En lo profundo de la noche, Isabella se encontró atrapada en un torbellino tumultuoso de imágenes: el paisaje devastado por la guerra de Allendor, el choque de acero, los gritos angustiados de su gente. Y en medio del caos, la voz del Rey Dragón resonaba como un trueno, sus palabras un sombrío recordatorio del destino que le aguardaba.
Cuando Isabella despertó, su corazón latiendo con una sensación de inquietud, se encontró sola en el dormitorio principal del Harem. Los sonidos habituales de charla y movimiento estaban conspicuamente ausentes, reemplazados por un silencio inquietante que le provocó escalofríos.

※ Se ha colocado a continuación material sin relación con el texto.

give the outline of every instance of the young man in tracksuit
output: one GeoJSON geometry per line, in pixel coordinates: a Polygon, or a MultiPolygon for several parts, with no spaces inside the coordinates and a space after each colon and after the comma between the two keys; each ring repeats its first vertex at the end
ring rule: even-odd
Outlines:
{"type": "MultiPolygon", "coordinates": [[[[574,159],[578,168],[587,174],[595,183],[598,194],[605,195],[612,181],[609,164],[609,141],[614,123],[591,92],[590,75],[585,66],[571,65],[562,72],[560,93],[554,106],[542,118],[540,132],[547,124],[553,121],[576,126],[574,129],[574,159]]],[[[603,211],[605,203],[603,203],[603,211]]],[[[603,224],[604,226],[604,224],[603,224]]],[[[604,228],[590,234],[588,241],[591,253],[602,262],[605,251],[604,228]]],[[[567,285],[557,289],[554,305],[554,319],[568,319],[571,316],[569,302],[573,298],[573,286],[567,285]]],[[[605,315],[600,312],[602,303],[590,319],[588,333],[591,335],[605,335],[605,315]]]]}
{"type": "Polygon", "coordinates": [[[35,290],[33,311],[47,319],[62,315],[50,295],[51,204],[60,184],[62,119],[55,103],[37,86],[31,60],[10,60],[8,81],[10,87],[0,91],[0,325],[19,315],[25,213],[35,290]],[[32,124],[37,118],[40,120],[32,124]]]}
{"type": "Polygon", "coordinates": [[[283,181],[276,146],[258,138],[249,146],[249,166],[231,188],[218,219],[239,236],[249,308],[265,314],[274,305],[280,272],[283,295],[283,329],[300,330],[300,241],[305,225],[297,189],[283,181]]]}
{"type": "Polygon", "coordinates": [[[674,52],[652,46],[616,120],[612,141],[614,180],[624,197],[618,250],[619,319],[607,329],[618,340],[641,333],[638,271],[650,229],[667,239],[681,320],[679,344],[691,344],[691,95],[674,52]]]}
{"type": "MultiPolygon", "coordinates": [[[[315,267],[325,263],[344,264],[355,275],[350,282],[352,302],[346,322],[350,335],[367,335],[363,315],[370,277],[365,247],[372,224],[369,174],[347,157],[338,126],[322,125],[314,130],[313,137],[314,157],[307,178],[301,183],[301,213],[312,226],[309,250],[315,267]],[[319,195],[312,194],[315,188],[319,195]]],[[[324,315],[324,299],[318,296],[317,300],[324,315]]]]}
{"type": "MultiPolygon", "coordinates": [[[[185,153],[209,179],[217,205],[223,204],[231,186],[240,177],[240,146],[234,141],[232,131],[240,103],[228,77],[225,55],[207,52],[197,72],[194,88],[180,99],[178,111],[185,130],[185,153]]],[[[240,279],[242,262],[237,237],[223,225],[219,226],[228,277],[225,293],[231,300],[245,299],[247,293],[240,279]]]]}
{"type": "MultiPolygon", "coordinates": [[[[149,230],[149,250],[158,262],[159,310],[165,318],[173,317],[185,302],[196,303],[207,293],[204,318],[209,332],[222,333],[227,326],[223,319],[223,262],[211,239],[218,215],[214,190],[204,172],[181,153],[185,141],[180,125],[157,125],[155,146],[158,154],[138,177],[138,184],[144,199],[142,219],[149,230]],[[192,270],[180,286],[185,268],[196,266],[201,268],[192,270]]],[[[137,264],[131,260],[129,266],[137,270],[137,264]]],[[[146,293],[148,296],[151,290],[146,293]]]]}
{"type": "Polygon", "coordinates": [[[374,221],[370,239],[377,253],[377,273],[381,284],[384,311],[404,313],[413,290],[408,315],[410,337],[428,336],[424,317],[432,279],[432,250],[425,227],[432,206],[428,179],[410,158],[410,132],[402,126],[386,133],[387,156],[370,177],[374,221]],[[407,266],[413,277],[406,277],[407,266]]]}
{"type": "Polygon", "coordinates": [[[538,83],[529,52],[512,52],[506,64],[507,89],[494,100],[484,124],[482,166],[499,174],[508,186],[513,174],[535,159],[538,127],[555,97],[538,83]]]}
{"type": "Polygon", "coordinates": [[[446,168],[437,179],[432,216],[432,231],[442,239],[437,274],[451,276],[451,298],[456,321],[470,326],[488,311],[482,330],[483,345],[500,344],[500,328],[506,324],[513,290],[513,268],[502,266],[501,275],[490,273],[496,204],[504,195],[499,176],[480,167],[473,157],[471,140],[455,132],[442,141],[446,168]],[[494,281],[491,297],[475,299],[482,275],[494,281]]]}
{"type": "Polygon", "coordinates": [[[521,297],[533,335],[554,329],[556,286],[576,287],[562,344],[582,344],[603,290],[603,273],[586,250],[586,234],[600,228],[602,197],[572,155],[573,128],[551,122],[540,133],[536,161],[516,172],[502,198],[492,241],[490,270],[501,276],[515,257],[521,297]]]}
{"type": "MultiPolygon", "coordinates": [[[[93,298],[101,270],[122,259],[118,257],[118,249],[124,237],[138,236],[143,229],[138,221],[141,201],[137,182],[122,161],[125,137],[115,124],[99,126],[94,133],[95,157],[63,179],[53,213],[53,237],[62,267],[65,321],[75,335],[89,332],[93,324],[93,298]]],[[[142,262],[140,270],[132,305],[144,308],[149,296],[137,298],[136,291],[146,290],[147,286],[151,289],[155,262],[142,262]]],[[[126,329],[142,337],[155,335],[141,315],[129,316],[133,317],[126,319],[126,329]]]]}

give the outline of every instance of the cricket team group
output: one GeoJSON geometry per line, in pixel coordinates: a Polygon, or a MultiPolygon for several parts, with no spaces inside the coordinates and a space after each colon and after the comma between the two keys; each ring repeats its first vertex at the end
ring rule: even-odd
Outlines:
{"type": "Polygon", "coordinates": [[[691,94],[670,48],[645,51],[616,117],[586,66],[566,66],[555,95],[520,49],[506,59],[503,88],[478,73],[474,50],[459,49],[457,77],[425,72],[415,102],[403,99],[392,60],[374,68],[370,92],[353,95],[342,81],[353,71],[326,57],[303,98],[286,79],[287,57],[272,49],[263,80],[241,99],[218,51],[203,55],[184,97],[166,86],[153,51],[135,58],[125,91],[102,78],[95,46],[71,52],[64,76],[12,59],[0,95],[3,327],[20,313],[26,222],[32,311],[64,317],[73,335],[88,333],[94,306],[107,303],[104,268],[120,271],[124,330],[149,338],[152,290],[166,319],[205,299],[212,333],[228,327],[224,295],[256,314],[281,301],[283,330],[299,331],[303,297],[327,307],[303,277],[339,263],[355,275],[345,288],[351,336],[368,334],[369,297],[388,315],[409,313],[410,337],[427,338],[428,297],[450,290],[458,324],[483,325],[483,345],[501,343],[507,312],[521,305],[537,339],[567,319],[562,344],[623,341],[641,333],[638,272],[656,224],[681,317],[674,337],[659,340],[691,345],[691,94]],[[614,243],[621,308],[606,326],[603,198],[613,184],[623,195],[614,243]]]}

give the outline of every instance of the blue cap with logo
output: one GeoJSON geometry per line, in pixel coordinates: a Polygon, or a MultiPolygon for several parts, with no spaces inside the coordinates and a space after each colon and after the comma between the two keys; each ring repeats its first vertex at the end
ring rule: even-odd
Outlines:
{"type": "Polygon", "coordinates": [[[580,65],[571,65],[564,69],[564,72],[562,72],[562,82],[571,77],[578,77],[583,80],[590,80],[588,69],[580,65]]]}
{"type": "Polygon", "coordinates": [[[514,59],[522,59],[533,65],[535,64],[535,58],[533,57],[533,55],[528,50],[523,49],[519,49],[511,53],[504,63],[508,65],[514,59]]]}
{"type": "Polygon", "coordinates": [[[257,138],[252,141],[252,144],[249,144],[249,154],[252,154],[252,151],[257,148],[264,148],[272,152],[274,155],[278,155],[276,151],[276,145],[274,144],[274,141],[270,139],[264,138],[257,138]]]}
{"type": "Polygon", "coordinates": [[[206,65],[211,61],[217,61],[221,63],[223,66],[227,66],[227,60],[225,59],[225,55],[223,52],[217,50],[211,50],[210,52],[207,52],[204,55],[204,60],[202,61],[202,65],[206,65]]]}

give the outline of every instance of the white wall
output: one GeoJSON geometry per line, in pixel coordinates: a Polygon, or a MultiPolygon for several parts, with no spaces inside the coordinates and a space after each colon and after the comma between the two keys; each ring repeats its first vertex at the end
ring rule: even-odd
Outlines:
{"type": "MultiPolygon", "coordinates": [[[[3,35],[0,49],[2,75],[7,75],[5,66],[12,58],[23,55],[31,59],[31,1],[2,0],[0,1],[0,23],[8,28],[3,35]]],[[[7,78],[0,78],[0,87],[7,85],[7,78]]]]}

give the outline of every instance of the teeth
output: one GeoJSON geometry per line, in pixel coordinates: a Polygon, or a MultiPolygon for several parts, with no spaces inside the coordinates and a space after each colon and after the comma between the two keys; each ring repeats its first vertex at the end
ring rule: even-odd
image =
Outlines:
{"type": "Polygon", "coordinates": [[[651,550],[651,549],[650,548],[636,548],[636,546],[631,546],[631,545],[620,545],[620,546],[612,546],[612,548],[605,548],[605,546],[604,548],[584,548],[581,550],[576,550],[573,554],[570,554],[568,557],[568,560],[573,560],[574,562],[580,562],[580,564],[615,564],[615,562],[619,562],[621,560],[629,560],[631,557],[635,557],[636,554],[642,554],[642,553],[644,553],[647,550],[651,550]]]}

Con pasos cautelosos, Isabella se aventuró en la cámara desierta, sus sentidos en alerta máxima. El aire colgaba pesado con anticipación mientras caminaba, sus pasos resonando en la quietud como un latido de tambor.
Al acercarse a la puerta, una chispa de esperanza se encendió dentro de ella, un anhelo desesperado de escapar. Pero al girar el pomo y asomarse afuera, sus esperanzas se desvanecieron al ver a los guardias silenciosos apostados justo más allá del umbral, sus miradas impasibles fijas en ella como centinelas de la noche.
Derrotada, Isabella se retiró de la puerta, su corazón pesado con resignación. Sin otro lugar a donde ir, se sintió atraída hacia la casa de baños, con la esperanza de encontrar a alguien que tal vez le trajera el desayuno y algo de ropa, ya que no llevaba más que un fino camisón de seda.
Pero al entrar en la cámara llena de vapor, su respiración se detuvo en su garganta, se encontró con una vista que le envió un escalofrío de miedo por las venas. Allí, en medio de las brumas arremolinadas, estaba sentado el propio Rey Dragón, su imponente figura envuelta en el abrazo vaporoso de la bañera principal.
Isabella sabía que tenía que alejarse de allí, su instinto la instaba a escapar de la presencia del tirano que tenía su destino en sus manos. Pero antes de que pudiera moverse, la voz del Rey cortó el silencio como una cuchilla, deteniéndola en seco.
—Princesa Isabella —llamó, su tono una mezcla de mando y diversión—. Ven aquí.